I've never had any issues like this in the 20 months I've owned the car, temps down below 0F and sitting outside.


----------



## revjpeterson (Oct 2, 2013)

It sounds like frozen lines to me. I know even the stuff that the dealers and oil change places here in Iowa put in isn't good enough for the low temps we sometimes get. I always buy a jug of the -35 degree stuff and top off before my oil change so that I make sure I've got purely the good stuff in and not the stuff that's going to freeze on me. I've even had the -35 fluid freeze on me at about -15 or -20.


----------



## Cruzator (Dec 31, 2014)

I had the same thing happen to mine when it got cold. The car had been on the lot since July. The alcohol in the windshield washer fluid, most likely had evaporated. I did top mine off with some fresh stuff. That seemed to solve the problem.

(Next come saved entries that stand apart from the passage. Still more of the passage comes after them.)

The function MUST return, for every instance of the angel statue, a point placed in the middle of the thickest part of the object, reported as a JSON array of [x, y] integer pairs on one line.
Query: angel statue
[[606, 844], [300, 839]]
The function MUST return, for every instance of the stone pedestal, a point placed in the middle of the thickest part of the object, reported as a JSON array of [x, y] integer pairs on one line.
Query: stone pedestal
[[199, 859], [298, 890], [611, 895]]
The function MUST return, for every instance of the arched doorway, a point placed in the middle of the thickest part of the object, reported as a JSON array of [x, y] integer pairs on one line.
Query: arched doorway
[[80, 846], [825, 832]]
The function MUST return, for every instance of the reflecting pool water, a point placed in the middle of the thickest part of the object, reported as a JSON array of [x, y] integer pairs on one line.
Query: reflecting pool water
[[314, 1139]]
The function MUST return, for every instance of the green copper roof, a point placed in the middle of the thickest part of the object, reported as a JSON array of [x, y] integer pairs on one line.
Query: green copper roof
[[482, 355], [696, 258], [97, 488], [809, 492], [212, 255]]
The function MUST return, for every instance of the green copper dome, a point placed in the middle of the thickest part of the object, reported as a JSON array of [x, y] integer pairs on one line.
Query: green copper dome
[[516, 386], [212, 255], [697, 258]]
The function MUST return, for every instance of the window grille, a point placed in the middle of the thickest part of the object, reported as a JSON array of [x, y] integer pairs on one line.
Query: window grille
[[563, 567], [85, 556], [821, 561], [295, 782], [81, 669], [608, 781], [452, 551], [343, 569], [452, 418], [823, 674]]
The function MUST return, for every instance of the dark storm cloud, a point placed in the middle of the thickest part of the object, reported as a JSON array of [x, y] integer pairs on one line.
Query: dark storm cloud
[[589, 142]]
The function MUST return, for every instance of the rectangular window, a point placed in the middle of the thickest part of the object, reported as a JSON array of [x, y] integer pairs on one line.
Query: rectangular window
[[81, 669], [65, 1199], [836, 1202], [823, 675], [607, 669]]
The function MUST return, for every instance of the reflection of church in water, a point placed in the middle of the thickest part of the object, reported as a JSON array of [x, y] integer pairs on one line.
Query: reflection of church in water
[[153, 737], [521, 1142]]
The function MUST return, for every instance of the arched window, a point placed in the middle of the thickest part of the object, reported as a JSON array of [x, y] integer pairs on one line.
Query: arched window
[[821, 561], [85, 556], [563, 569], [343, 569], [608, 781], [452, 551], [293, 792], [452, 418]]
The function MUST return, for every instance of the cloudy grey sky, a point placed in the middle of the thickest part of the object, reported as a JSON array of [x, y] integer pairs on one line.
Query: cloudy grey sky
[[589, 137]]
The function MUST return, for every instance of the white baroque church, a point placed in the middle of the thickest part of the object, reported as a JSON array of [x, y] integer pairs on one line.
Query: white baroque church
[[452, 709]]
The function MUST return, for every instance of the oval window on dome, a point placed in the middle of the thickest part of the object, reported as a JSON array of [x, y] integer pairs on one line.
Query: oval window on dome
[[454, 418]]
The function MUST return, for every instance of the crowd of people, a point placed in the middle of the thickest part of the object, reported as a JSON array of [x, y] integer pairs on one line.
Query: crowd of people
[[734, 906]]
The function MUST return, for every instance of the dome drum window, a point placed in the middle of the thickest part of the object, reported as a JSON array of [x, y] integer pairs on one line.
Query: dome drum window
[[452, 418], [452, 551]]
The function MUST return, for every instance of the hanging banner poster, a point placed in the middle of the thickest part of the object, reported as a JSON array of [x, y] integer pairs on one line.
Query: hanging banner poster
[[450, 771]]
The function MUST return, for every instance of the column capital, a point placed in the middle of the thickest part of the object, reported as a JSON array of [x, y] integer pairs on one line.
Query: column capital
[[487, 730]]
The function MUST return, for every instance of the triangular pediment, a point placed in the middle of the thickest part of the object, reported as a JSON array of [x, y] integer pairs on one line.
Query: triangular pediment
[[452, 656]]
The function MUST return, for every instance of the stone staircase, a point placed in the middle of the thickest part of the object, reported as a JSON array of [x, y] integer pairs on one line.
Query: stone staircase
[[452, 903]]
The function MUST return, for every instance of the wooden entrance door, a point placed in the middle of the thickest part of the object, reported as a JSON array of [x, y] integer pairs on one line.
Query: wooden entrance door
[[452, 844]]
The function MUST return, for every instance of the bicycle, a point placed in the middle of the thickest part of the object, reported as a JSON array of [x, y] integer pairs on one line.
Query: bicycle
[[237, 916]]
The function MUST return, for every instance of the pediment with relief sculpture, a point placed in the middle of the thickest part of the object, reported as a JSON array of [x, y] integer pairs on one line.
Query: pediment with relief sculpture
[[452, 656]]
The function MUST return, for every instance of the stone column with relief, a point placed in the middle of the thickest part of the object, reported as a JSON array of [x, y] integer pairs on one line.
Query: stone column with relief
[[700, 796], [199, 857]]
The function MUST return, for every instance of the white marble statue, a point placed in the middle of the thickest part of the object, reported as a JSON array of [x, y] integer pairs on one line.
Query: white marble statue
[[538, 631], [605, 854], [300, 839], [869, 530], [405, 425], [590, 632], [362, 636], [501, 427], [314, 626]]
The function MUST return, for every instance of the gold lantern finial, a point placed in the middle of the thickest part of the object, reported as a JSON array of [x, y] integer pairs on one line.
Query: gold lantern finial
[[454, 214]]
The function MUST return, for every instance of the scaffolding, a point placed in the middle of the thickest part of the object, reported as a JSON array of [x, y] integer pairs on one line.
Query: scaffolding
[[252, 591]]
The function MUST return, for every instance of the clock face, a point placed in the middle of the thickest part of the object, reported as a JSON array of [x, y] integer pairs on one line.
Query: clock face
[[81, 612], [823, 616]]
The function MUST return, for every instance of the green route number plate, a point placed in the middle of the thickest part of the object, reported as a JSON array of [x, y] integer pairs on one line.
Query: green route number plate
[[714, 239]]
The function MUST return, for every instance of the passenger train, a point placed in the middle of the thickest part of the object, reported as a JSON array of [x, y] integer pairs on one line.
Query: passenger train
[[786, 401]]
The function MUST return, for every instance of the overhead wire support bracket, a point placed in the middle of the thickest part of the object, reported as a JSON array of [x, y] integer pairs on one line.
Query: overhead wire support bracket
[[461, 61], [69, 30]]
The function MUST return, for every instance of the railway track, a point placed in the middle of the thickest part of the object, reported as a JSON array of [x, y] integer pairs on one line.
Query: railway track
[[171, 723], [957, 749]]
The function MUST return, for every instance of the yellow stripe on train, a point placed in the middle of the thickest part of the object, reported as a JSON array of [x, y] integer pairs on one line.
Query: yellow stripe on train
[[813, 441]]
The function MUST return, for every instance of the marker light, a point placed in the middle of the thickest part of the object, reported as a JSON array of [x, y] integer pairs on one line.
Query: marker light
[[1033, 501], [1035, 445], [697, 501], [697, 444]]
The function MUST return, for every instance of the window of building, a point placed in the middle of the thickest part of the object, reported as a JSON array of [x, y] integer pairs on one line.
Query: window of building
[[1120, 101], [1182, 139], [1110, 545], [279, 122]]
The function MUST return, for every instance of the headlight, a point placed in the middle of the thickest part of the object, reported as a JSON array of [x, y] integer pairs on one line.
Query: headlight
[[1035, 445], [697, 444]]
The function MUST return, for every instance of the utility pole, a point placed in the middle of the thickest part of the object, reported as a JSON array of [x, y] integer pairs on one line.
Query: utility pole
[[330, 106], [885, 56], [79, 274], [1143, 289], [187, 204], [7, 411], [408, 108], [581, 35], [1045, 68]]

I know the protection level is still very diluted, until I get more used up and filled with fresh fluid.


----------



## icecube58 (Jan 16, 2015)

thanks everyone..terrific response; v. helpful


----------



## Merc6 (Jun 8, 2013)

Yep, dealer top off for me in Cleveland was bad. Same goes for my moms truck when her dealer fills it. Rain X orange or the purple Windex seemed to be the best for winter conditions. Don't use the Rain X bottle that is intended to mix 4 oz with generic washer fluid with the Windex. It leaves a hazy film on the window for quite a bit.


----------



## Barefeet (Jan 1, 2014)

I wonder if the freezing occurs first at the spray nozzles. Alcohol will evaporate from the open nozzle, also rain and or snow could enter the nozzle making it freeze quickly. The nozzles are subject to the coldest air without any protection from the engine compartment. I try to use the washers more frequently in cold weather to keep fresh fluid flowing thru the system.


----------